Карл Великий - страница 11
Это заимствование из римских обычаев, отправная точка того, что было наиболее оригинальным в политическом строе Средневековья, то есть вассалитета и феодализма, стало прямой причиной социального кризиса, из которого должна была выйти каролингская мощь. Оно создало аристократию, которой не было у народов вторжения. Салический человек, действительно, заключал с выбранным вождём личные обязательства совершенно нового характера, в пределах и на срок блага или бенефиция (beneficium), который он от него получал. Таким образом, гражданское равенство исчезло. Бенефициары великих леудов оказывались, хотя и не теряя статуса, фактически отодвинутыми на один ранг в государстве, и отдельная власть, власть их обязателей, вставала между ними и верховной властью.
Такая революция, последствия которой для судеб королевства мы увидим далее, была следствием и стала активной причиной исчезновения аллодов в классе второстепенных воинов. Доходы скромного имущества не могли долго покрывать расходы на далёкие экспедиции, постоянно возобновляемые для расширения или защиты меровингской монархии. Единственным средством для большинства свободных людей обеспечить себе необходимые ресурсы было отказаться от своего наследства в пользу какого-нибудь богатого собственника, который оставлял им пользование, но на условиях и с обременениями обычных бенефициев, и который, с этого момента, зачисляя их в свою свиту, должен был сам обеспечивать их снаряжение и содержание в походах. Счастливы ещё те, кто вовремя соглашался на эту жертву, чтобы избежать полного разорения, которое погрузило бы их в полурабское состояние колоната.
Вот как в политическом строе, основанном на социальном равенстве, тысячи изначально независимых существ постепенно поглощались, так сказать, элитой более значительных личностей. Затем, становясь всё более распространённым, отказ от изначальной независимости почти превратился в закон. Ибо, после того как великие люди народа приобрели союзников по необходимости, они поднялись до столь грозного превосходства, что любой, кто не чувствовал себя в силах соперничать с могущественным соседом, находил безопасность только под его покровительством. Добровольное подчинение слабого более сильному поставило подопечного в клиентелу патрона, на тот же уровень, что и настоящих бенефициаров, и завершило формирование аристократии, каждый член которой представлял собой коллектив граждан, более или менее подчинённых его власти, и управлял почти без контроля частью национальной территории.
Сила вещей, таким образом, вернула этот режим исчезновения среднего класса и чрезмерной концентрации собственности, который священник Сальвиан9 описывал незадолго до великих нашествий как один из пагубных симптомов распада римского мира.

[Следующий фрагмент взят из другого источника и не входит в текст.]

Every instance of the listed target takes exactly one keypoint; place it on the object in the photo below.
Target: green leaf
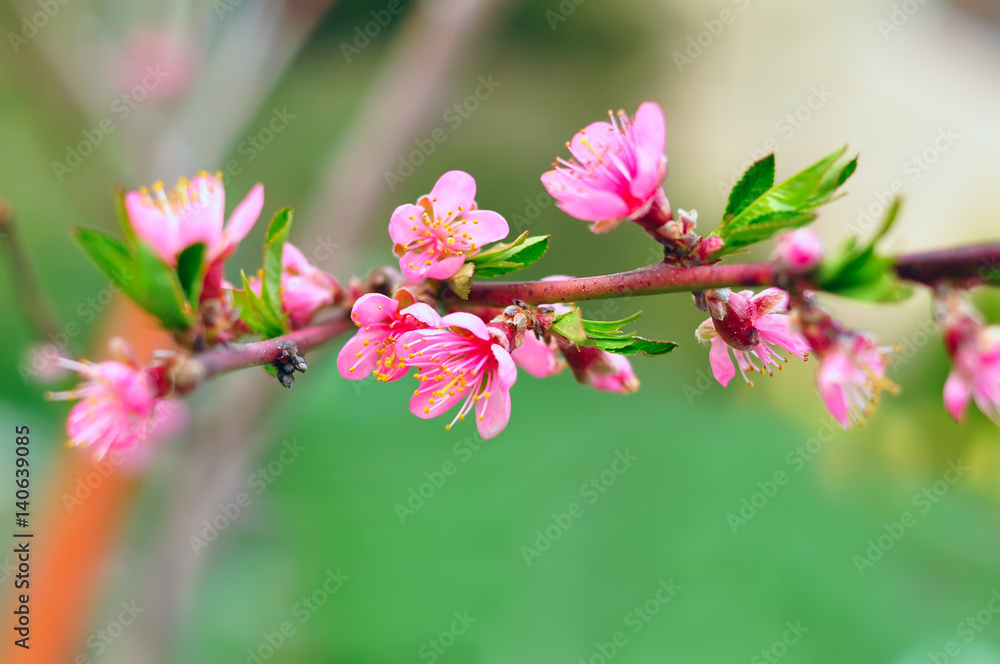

Превосходство патрициата времен Империи полностью возродилось, скорее усиленное, чем ослабленное, в аристократии франков. Безусловно, социальная опасность не была бы меньшей, чем во времена Сальвиана, если бы возрождающаяся аристократия лишь давила на остальную нацию, подобно древнему патрициату, который сам был игрушкой в руках коррумпированного сената и деспотизма Цезарей. Однако, по крайней мере, логика, если не справедливость, управляла новым порядком вещей. Владельцы крупной собственности обладали властью в той же мере, что и богатством: именно они создавали законы в национальном собрании и в конечном итоге подчинили себе королевскую власть.